The ambient log will be split by timestamp, not number of messages. 

In [None]:
# Split ambient log into two halves - training and tuning - by time
split_timestamp = df_ambient["time"][len(df_ambient) - 1] / 2
df_ambient_train = df_ambient.loc[df_ambient["time"] <= split_timestamp].reset_index()
df_ambient_tune  = df_ambient.loc[df_ambient["time"] >  split_timestamp].reset_index()
print("Ambient Train:", df_ambient_train["time"][0], df_ambient_train["time"][len(df_ambient_train) - 1], len(df_ambient_train))
print("Ambient Tune :", df_ambient_tune["time"][0],  df_ambient_tune["time"][len(df_ambient_tune) - 1],   len(df_ambient_tune))  

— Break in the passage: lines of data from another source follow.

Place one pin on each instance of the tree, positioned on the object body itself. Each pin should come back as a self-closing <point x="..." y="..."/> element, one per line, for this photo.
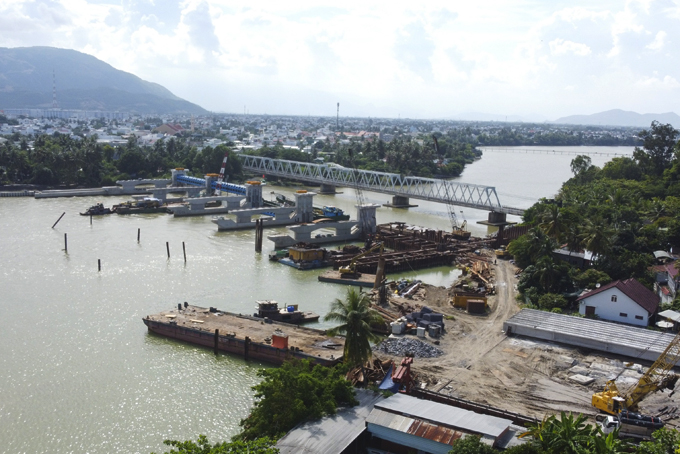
<point x="356" y="317"/>
<point x="665" y="441"/>
<point x="202" y="446"/>
<point x="567" y="435"/>
<point x="472" y="444"/>
<point x="658" y="144"/>
<point x="295" y="392"/>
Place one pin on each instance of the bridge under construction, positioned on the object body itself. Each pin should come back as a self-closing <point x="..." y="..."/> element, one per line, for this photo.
<point x="402" y="188"/>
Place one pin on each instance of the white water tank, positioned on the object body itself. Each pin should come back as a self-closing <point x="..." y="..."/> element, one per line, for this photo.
<point x="397" y="327"/>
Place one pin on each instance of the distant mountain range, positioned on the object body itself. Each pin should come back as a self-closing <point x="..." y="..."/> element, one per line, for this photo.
<point x="618" y="117"/>
<point x="83" y="82"/>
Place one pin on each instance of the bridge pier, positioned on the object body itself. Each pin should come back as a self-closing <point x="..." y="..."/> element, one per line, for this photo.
<point x="304" y="208"/>
<point x="327" y="189"/>
<point x="496" y="218"/>
<point x="399" y="201"/>
<point x="366" y="217"/>
<point x="253" y="194"/>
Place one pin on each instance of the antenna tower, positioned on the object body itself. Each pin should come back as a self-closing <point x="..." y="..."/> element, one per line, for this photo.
<point x="54" y="90"/>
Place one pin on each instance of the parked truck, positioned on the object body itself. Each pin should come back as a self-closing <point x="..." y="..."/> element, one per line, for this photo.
<point x="630" y="425"/>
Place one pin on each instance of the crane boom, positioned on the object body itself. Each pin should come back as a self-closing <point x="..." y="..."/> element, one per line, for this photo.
<point x="220" y="179"/>
<point x="657" y="377"/>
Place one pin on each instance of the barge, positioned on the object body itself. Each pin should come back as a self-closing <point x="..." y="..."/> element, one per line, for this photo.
<point x="263" y="340"/>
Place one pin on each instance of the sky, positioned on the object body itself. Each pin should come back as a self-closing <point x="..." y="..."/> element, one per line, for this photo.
<point x="525" y="59"/>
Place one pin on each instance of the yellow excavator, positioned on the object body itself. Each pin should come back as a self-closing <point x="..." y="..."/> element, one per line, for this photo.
<point x="658" y="376"/>
<point x="350" y="270"/>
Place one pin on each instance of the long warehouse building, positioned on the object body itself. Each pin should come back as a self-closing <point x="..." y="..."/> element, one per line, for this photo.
<point x="618" y="339"/>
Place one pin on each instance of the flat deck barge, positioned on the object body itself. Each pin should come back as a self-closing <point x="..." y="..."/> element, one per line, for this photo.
<point x="247" y="336"/>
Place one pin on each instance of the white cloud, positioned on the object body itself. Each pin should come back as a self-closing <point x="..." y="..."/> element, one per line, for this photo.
<point x="426" y="60"/>
<point x="562" y="47"/>
<point x="658" y="42"/>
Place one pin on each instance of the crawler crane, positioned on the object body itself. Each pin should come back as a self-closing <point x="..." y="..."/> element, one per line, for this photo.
<point x="658" y="376"/>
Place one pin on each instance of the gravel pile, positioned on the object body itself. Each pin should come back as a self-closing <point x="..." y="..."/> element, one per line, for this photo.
<point x="403" y="345"/>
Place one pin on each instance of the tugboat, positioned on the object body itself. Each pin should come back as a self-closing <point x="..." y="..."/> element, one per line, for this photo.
<point x="270" y="310"/>
<point x="96" y="210"/>
<point x="146" y="205"/>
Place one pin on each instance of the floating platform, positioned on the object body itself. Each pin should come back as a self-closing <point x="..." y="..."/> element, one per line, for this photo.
<point x="250" y="337"/>
<point x="625" y="340"/>
<point x="334" y="277"/>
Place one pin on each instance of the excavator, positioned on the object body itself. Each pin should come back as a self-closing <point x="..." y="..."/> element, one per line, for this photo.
<point x="658" y="376"/>
<point x="350" y="271"/>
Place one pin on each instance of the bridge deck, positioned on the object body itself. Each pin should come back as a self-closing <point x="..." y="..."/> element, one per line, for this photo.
<point x="435" y="190"/>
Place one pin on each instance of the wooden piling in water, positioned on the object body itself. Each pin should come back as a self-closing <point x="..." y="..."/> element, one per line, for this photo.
<point x="62" y="215"/>
<point x="259" y="229"/>
<point x="246" y="347"/>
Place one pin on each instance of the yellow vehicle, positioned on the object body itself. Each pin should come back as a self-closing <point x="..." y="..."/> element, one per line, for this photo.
<point x="350" y="271"/>
<point x="502" y="253"/>
<point x="658" y="376"/>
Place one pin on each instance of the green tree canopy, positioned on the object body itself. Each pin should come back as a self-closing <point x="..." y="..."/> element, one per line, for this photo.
<point x="295" y="392"/>
<point x="356" y="317"/>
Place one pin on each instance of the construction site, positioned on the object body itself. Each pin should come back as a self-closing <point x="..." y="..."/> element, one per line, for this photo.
<point x="501" y="356"/>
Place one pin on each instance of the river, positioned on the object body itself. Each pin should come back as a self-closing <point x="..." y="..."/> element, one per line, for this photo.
<point x="79" y="373"/>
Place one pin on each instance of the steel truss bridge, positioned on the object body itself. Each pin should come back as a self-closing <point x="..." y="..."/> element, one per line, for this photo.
<point x="332" y="175"/>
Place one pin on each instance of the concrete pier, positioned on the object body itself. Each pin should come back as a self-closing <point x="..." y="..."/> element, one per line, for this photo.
<point x="327" y="189"/>
<point x="399" y="201"/>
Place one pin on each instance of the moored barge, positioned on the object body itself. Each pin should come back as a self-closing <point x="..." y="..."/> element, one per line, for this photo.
<point x="263" y="340"/>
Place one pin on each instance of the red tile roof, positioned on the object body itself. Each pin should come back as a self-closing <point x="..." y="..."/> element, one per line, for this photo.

Ambient Train: 0.0 625.4715459346771 1401150
Ambient Tune : 625.4726150035858 1250.943526983261 1401281


In [None]:
start_time = timer()

# Time window
t = 0.5

# Use df_ambient_train to obtain the average entropy
entropy_time_windows_train = []
window_start_time = df_ambient_train["time"][0]
while window_start_time + t <= df_ambient_train["time"][len(df_ambient_train) - 1]:
    aid_counts = df_ambient_train.loc[(df_ambient_train["time"] >= window_start_time) & (df_ambient_train["time"] < (window_start_time + t))]["aid"].value_counts(normalize = True)
    entropy = sum([(x * math.log(1/x, 2)) for x in aid_counts])
    entropy_time_windows_train.append(entropy)
    window_start_time += t

# Average entropy 
avg_entropy = sum(entropy_time_windows_train) / len(entropy_time_windows_train)
# Standard deviation
std_entropy = np.std(entropy_time_windows_train)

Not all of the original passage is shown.